Annukka ja Samuli Aikio 1982: Tyttö, joka muuttui kultaiseksi koskeloksi : vanhan saamelaisen kansansadun mukaan
Illustrated by Mika Launis
Based on an old Sami folk tale: a girl that turned into a golden merganser.

Naavisemo and Luhtakka are neighbors. Naavisemo has a beautiful daughter, but Luhtakka’s daughter is ugly and vicious. Prince wants to see Naavisemo’s daughter and as soon as he does, he wants to marry her.

Prince sees the beautiful Naavisemo's daughter
Naavisemo’s son and daughter travel to the prince. Naavisemo’s son asks his sister to dress in the most beautiful dress. His sister does not hear him and Luhtakka’s daughter whispers that Naavisemo’s daughter should get dressed and jump in the sea as a golden merganser. She does and Luhtakkas nasty daughter takes her place.

Luhtakka’s daughter arrives in the castle and is taken to the softest bed ever. In the morning when Luhtakka’s daughter is asked, how she slept, she says poorly, because the bed was hard as a rock. The next night more mattresses are put in Luhtakka’s daughter’s bed, but she still thinks it’s too soft. People at the castle realize that all is not right. The old woman of Kentänpää realizes that it is Luhtakka’s daughter and advises to set tree trunks and roots as bed for her. In the morning Luhtakka’s daughter is happy. When she is sent to milk cows, the udders bleed.

The prince gets mad and wants to kill the girl and her brother. Naavisemo’s son tells him about the switch and tells the prince that he should catch the merganser and hold tight. When se shifts into a spindle, he should break it in two and through the other have into the sea and hold on to the other. The prince dresses up as the brother and goes to the shore. The golden merganser rises as Naavisemo’s wonderful daughter. The price grabs her and does as the brother told him. At the end the other half of the spindle becomes a merganser and the Naavisemo’s daughter. She refuses to come to the castle as long as Luhtakka’s daughter is there. The prince burns Luhtakka’s daughter and weds Naavisemo’s daughter.
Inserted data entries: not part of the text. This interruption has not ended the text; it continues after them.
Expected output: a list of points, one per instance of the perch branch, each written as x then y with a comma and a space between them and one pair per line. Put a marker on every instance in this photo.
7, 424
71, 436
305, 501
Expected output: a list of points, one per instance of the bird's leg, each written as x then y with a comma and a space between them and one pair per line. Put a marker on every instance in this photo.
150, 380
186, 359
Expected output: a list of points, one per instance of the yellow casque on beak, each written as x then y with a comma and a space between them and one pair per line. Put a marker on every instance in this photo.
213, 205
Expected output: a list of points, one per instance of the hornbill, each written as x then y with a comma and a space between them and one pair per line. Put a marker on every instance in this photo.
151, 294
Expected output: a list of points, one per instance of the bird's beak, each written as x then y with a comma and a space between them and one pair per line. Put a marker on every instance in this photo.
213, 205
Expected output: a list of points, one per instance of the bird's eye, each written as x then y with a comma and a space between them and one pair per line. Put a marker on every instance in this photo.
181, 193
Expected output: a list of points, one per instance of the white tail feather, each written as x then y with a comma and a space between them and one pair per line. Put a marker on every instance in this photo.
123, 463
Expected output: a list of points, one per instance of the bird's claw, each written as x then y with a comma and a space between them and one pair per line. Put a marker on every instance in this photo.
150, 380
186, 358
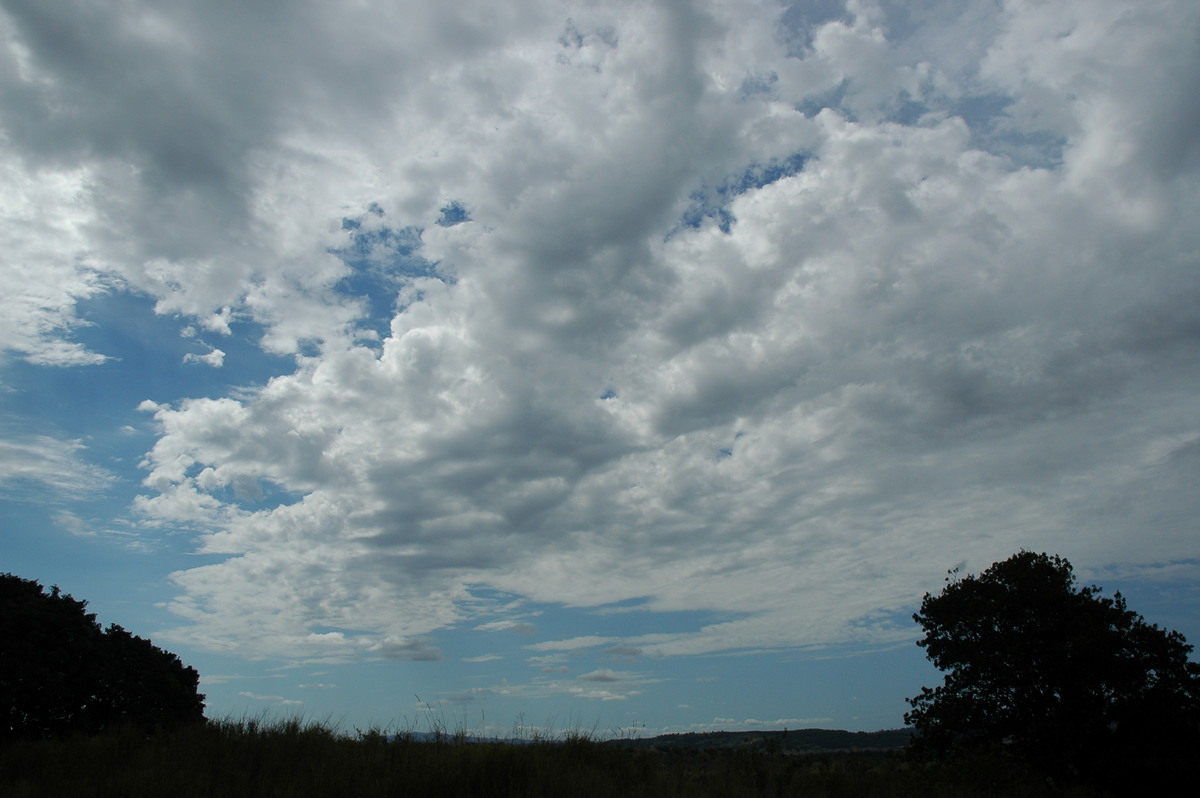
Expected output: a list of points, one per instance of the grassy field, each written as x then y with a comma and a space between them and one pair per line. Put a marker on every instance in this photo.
291, 757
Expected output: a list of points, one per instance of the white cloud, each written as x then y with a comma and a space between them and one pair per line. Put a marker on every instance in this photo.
31, 465
939, 303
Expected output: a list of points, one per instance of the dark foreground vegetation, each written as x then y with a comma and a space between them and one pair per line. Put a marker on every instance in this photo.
1050, 689
250, 757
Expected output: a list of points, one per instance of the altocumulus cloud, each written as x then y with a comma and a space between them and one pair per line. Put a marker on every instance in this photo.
774, 311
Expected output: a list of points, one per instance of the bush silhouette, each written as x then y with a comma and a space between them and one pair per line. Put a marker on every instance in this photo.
1061, 676
60, 673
I particularly like the illustrations of this book. To me they are some what exotic. This book has been published in five different Sami language, Finnish and Swedish. My ignorance shows no limits: I thought there is only one Sami language, but there actually is nine of them (Few are spoken by less than 10 people). I wonder about the names. The daughters' names are not told, only the mothers'. This story has been told in different versions and at the beginning of the book is told that Naavisemo and Luhtakka are mythical characters, from whom the real people and nasty hags stem.